II. 1. Aus Anlass der vorliegenden Beschwerde hat der Verfassungsgerichtshof am 5. Dezember 2002 gemäß Art139 Abs1 und Art140 Abs1 B-VG von Amts wegen ein Verfahren zur Prüfung der Verfassungsmäßigkeit des §10 Abs2 litd des Kärntner Gemeindeplanungsgesetzes 1995, idF LGBl. für Kärnten Nr. 23/1995, und der Wortfolge "und das Höchstausmaß der zulässigen wirtschaftlich zusammenhängenden Verkaufsfläche" in §13 Abs6 des Kärntner Gemeindeplanungsgesetzes 1995, LGBl. für Kärnten Nr. 23/1995, sowie zur Prüfung der Gesetzmäßigkeit des §3 Abs2 der Verordnung der Kärntner Landesregierung vom 9. Februar 1993, betreffend ein Entwicklungsprogramm für Versorgungsinfrastruktur, LGBl. für Kärnten Nr. 25/1993 und der Festlegung "max. Verkaufsfläche 15.000 m² für den Möbelhandel" im Teilbebauungsplan der Stadtgemeinde Villach für das Planungsgebiet 49, Teilbereich 04, Zahl 20/49/04, Beschluss des Gemeinderates der Stadtgemeinde Villach vom 7. Mai 1997, kundgemacht durch Anschlag an der Amtstafel vom 9. Mai 1997 bis 26. Mai 1997 und in Kraft getreten am 10. Mai 1997, eingeleitet. Mit Beschluss vom 18. Juni 2003 ergänzte der Verfassungsgerichtshof den Beschluss vom 5. Dezember 2002 dahingehend, dass gemäß Art139 Abs1 B-VG auch die Gesetzmäßigkeit des §3 Abs1 der Verordnung der Kärntner Landesregierung vom 9. Februar 1993 betreffend ein Entwicklungsprogramm für Versorgungsinfrastruktur, LGBl. für Kärnten Nr. 25/1993, von Amts wegen in Prüfung gezogen wurde.

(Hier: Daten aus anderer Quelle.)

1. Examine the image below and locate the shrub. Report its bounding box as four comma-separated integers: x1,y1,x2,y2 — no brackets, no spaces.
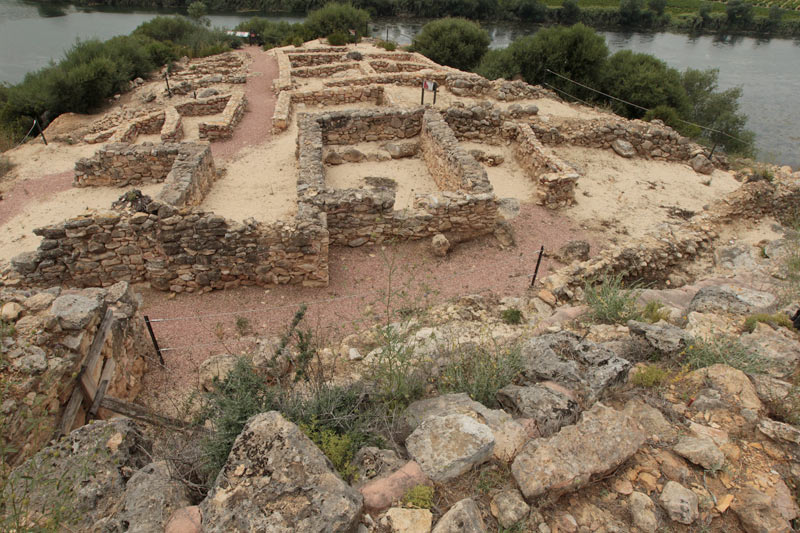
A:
438,346,522,407
583,274,641,324
682,336,765,373
305,2,370,39
411,18,490,70
631,365,669,388
327,31,347,46
501,308,522,325
744,313,794,333
402,485,434,509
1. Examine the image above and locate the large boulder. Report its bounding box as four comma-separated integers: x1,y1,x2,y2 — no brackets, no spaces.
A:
511,403,645,501
6,418,151,531
522,331,631,403
406,414,495,483
200,411,363,533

2. Mit Erkenntnis vom 26. November 2003, G3/03, V2,3/03, V82/03, hob der Verfassungsgerichtshof die Wortfolgen "und II - soweit Abs2 nicht anderes bestimmt -" in §3 Abs1 und "sowie des Möbelhandels" in §3 Abs2 der Verordnung der Kärntner Landesregierung vom 9. Februar 1993 betreffend ein Entwicklungsprogramm für Versorgungsinfrastruktur, LGBl. für Kärnten Nr. 25/1993, sowie die Festlegung "max. Verkaufsfläche 15.000 m² für den Möbelhandel" im Teilbebauungsplan der Stadtgemeinde Villach vom 7. Mai 1997 als gesetzwidrig auf.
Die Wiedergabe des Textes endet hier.